Başına gelenlerin fahişelik yapmaya zorladığı bir kadın ve aralarında büyük bir düşmanlık olan kız kardeşinin hikâyesi.

Senaryosunu Luis Spota’nın fikrinden yola çıkarak José Aguila, Matilde Landeta ve Spota’nın yazdığı, yönetmenliğini Landeta’nın yaptığı bir Meksika filmi. Meksika’nın ilk kadın yönetmenlerinden biri olan ve her biri dikkat çeken toplam dört uzun metrajlı film çeken Landeta’nın bu yapıtı seks işçisi kadınların hayatlarına dürüst bir gözle bakan ve fahişeliğin farklı boyutlarını ve türlerini sınıf meselesini de işin içine katarak anlatan bir çalışma. Sinema dilinde klasik olandan hemen hiç uzaklaşmayan yapıt, hikâyesi ile de Hollywood’un ahlâk öykülerine yakın duruyor ve bu bağlamda biçimsel olarak çok farklı şeyler söylemiyor ama yine de derdini net ve ilgiyi hak eden bir şekilde anlatan, iki kadın karakterine özenle yaklaşan ve onları ilgi çekici kılan bir çalışma olmayı başarıyor ve o dönemde ülkesinde kadın sinemacı olmanın zorluklarına rağmen temiz bir iş çıkaran Landeta’yı tanımak veya hatırlamak için izlenmeyi hak ediyor.

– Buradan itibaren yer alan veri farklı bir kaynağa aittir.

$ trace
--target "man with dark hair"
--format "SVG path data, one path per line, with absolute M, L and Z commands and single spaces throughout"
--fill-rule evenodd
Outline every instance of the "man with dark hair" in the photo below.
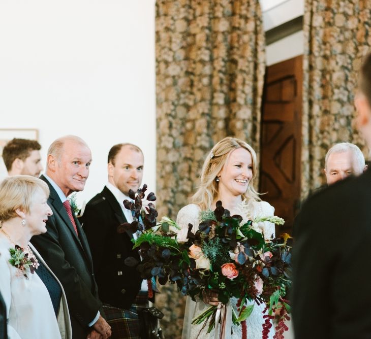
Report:
M 140 338 L 139 324 L 133 314 L 148 306 L 148 287 L 136 268 L 125 263 L 128 257 L 140 260 L 131 242 L 137 234 L 118 233 L 117 226 L 133 221 L 131 212 L 124 207 L 123 201 L 130 200 L 130 189 L 136 191 L 139 187 L 143 168 L 143 155 L 139 147 L 132 144 L 112 147 L 108 154 L 108 182 L 87 203 L 81 217 L 91 250 L 99 297 L 104 303 L 124 310 L 119 328 L 116 329 L 117 322 L 111 318 L 113 335 L 119 330 L 120 337 L 136 339 Z M 105 311 L 109 323 L 109 309 Z
M 360 80 L 357 123 L 371 148 L 371 54 Z M 371 338 L 370 206 L 370 169 L 330 185 L 303 205 L 294 226 L 295 337 Z
M 67 198 L 84 189 L 91 162 L 90 149 L 78 137 L 68 135 L 52 143 L 46 174 L 40 179 L 50 190 L 47 202 L 53 215 L 48 218 L 46 233 L 31 240 L 64 287 L 74 339 L 111 335 L 102 317 L 86 237 Z
M 40 144 L 36 140 L 14 138 L 3 150 L 3 159 L 8 174 L 19 174 L 38 177 L 43 170 L 39 151 Z

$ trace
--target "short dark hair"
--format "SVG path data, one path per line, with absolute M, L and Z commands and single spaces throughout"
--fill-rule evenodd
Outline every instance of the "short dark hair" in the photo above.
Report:
M 32 151 L 40 151 L 41 146 L 36 140 L 21 139 L 15 138 L 7 144 L 3 149 L 3 159 L 7 171 L 12 169 L 12 165 L 16 159 L 24 161 Z
M 140 152 L 143 154 L 142 150 L 140 149 L 137 146 L 134 145 L 133 144 L 130 144 L 130 143 L 124 143 L 123 144 L 117 144 L 115 146 L 112 146 L 111 149 L 108 152 L 108 163 L 110 162 L 112 163 L 114 166 L 115 165 L 115 159 L 117 153 L 121 151 L 121 149 L 124 146 L 130 146 L 130 149 L 133 151 L 136 151 L 137 152 Z
M 371 105 L 371 53 L 366 55 L 362 64 L 360 88 Z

Meksika sinemasının çalışkan ismi Gonzalo Curiel’in güçlü bir dram havası taşıyan müziğinin eşlik ettiği başarılı bir açılış sahnesi var filmim. Gece karanlığında, boş bir sokakta duvar kenarına dizilmiş bekleyen kadınları görüyoruz; jenerik boyunca süren bu sahnede kadınların ve onlara yanaşan erkeklerin sadece bacakları var görüntüde. Matilde Landeta karakterleri kimliksizleştiren bu tercihe sadece farklılık yaratmak için başvurmamış; filminin daha ilk sahnesi ile şunu söylüyor bize: anlattığı öykü sadece bir kadının değil, onun benzeri pek çok kadının ortak hikâyesi. Öykünün kahramanı Azalea da (gerçek adı Maria’dır) (Elda Perelta) bu kadınların arasındadır. Kaderinin onu sürüklediği sokaklarda hayatta kalmaya çalışan kadın, kendisini sevebilecek tek adam olarak gördüğü “erkek arkadaşı” Rodolfo’ya (Ernesto Alonso) âşıktır; ama onun çeştili oyunlarının da aleti olmaktadır. Ardından bu tür filmlerde bolca rastlanan bir tesadüf bizi Azalea’nın kız kardeşi Elena (Miroslava) ve kendisinden büyük zengin kocası Faustiono (Miguel Ángel Ferriz) ile tanıştıracak ve bu dört karakter arasında baştan çıkarma, kin, intikam, tutku ve para hırsı dolu bir öykü başlayacaktır. Senaryo tüm bu unsurlara bir de veremi ekleyecek ve öykünün melodram havasını kazanmasını da sağlayacaktır.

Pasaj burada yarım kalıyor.